Millbrook seemed to be an apt venue for what was a showcase in the capabilities of commercial vehicle tyres. Greg insisted that the purpose of the demonstration at Millbrook was to be able to “prove the quality of our products, rather than to simply present in front of you”. From that, we went outside to one of the facility’s many testing tracks.
Here, we were met by Chris Buchanan, Bridgestone’s National Fleet Manager, who gave us an insight into the Ecopia H002. He spoke about how the tyre was the only one on the market with an A-A-A combination in steer, drive and trailer, and noted that the most significant difference between the tyre and its predecessor, the Ecopia H001, was the rolling resistance.
To prove this step up, we were shown a live demonstration; the coast down test. The test’s objective was to compare the rolling resistance of two identical vehicles with the same fuel load; the only differences being the drivers and the tyres. When compared with an old generation set of Bridgestone tyres, the Ecopia H002 was able to continue rolling when coasting for a far greater distance than its competitor; one of the drivers kindly pointed out that this distance was around 120 metres. Chris highlighted that because of this rolling resistance, these A-rated tyres were capable of saving fleet managers up to nearly £7,000 per year, per truck, based on an average of 200,000km travelled.
Up next was Neil Collison, Bridgestone’s National Fleet Executive, to discuss the swanky new Duravis R002. Neil took his opportunity to wax lyrical about the benefits of using the tyre, especially in comparison to the older generation R001, whereby it boasted an improved wear performance of 45%.

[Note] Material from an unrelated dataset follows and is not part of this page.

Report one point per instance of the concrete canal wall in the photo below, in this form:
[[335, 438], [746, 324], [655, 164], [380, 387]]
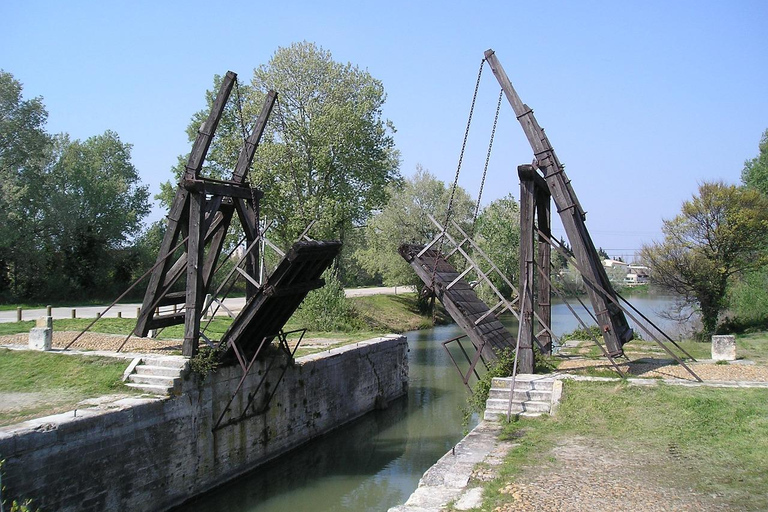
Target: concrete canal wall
[[152, 454]]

The Duravis demonstration saw two tests take place in what were rather wet conditions. The first sought to prove that the Duravis R002 had a higher lateral grip than the a competitor’s tyre. As the trucks ‘floored it’ round a tight bend, there was a noticeable difference; the vehicle with the competitor tyre lost traction approximately 10m before the Duravis. Although this was a particularly extreme test, it was necessary as a means of demonstrating the difference between the two tyres, as dry conditions and a normal bend would not have adequately displayed the disparity between the two tyres. Stepping out of the cab, one of the drivers informed the crowd that “Although the competitor tyre isn’t bad, the Duravis has improved on it”. Chris Buchanan expanded on this improvement, explaining: “The Duravis produces a substantially different fuel consumption compared to its predecessor. There simply wasn’t the technology two or three years ago to do what we’re doing.”
The final demonstration of the day saw the two trucks go head-to-head once again. However, this time, after turning into a straight at approximately 40mph and reaching the ‘finish line’, they would brake as hard as possible. This time, there was a difference that even an untrained eye could pick up. The tractor unit with the Duravis tyres was roughly two-three metres closer to the line than its equivalent. The driver’s final comments showed a clear preference for the new model: “There was a noticeable difference in the lack of slip on the truck – it stops a lot quicker.”